Anticipated HN Questions & Prepared Responses

"Why not just use OpenAI Gym / Atari environments?"

Good question — those environments give the model direct access to game state (RAM values, reward signals). We're deliberately training from raw pixels only, the same visual input a human gets. The goal is a general-purpose screen-reading model, not a game-specific agent. Think of it as training the "eyes" rather than the "brain."

"How much data do you actually need?"

Still figuring this out honestly. We have [X] hours of gameplay so far across [Y] sessions. Early results show the model can distinguish game states (menu vs playing vs game-over) after ~2 hours of data per game. Meaningful play behavior requires significantly more. The dashboard at ssd.digitalsurface.com shows current progress.

"Isn't this just behavioral cloning? That doesn't generalize."

You're right that pure behavioral cloning has a compounding error problem. We're using it as a starting point — the human demonstrations bootstrap the model, and we plan to layer on self-play / RL fine-tuning once the model has a reasonable policy to start from. DAgger-style approaches are on the roadmap.

"Privacy concerns with recording screen + inputs?"

The recorder only captures the game canvas (not the full screen), and only keyboard events while the game tab is focused. No personal data, no cookies beyond a random session ID. All processing happens on a Jetson in my house, not in the cloud. The code is open — you can read recorder.js, it's ~100 lines.

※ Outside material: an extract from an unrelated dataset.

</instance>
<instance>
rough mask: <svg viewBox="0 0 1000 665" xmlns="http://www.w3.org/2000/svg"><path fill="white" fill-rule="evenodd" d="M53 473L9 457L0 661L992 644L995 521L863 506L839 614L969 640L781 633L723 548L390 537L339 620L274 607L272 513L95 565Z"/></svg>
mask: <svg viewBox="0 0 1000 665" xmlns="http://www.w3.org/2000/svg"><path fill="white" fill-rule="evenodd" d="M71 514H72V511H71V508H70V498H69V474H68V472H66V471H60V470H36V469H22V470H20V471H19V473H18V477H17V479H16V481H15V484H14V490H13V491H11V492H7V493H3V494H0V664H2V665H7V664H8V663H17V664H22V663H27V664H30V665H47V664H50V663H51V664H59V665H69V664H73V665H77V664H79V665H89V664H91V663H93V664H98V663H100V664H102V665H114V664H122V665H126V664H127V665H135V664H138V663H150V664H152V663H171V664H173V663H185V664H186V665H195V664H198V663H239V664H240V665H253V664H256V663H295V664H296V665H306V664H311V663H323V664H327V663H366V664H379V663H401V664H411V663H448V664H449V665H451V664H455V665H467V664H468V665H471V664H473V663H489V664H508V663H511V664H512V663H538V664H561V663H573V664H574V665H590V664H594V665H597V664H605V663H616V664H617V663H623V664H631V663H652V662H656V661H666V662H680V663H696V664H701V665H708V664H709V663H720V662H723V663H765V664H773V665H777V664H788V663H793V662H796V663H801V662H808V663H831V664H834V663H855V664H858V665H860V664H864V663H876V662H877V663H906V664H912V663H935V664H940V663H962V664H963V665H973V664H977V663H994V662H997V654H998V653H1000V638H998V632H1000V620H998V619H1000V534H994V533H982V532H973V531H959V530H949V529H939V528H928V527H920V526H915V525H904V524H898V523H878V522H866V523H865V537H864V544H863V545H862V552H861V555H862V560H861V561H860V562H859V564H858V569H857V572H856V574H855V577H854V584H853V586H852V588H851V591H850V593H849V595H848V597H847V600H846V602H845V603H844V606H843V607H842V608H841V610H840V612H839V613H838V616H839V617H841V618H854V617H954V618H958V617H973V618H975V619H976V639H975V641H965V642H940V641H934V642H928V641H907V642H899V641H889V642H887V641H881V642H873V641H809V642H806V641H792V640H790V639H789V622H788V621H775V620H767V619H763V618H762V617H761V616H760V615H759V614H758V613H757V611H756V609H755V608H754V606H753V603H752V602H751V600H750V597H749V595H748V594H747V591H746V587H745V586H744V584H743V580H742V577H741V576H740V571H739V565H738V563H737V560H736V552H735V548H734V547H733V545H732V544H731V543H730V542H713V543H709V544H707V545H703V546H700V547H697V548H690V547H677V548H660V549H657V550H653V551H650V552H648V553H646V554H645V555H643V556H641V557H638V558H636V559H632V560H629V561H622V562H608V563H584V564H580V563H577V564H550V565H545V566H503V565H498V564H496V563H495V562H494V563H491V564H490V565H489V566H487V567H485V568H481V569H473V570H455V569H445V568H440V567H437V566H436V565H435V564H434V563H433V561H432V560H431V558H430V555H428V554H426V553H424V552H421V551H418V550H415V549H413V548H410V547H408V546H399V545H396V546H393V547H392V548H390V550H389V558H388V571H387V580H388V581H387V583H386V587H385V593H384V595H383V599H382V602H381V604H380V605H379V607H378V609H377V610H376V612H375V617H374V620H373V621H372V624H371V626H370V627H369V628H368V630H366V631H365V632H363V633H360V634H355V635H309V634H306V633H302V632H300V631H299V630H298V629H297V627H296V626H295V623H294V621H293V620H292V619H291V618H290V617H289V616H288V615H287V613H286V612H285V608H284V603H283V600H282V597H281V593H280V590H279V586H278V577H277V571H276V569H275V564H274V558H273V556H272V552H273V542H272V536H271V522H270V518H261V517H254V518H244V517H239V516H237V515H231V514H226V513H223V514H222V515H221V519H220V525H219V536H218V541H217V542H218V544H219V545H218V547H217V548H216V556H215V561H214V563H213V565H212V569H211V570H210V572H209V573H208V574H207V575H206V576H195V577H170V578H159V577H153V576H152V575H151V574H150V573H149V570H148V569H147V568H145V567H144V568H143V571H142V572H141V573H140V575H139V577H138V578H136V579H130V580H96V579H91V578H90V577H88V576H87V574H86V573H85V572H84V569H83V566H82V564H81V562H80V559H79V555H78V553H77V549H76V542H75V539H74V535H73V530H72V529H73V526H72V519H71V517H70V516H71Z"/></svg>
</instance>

"The 'online users' count looks fake."

Fair catch — the online count is simulated (random 8-26, fluctuates). I should either make it real (WebSocket presence) or remove it. Appreciate the honesty check. [Note to self: consider removing or replacing before launch if this feels dishonest.]

"Why a Jetson and not a cloud GPU?"

Cost. A Jetson Orin Nano is a one-time $250 purchase. It runs inference, serves the site, and handles the training pipeline 24/7 for ~15W of power. Cloud GPUs would cost more per month than the hardware cost to buy. For a side project this is the right tradeoff.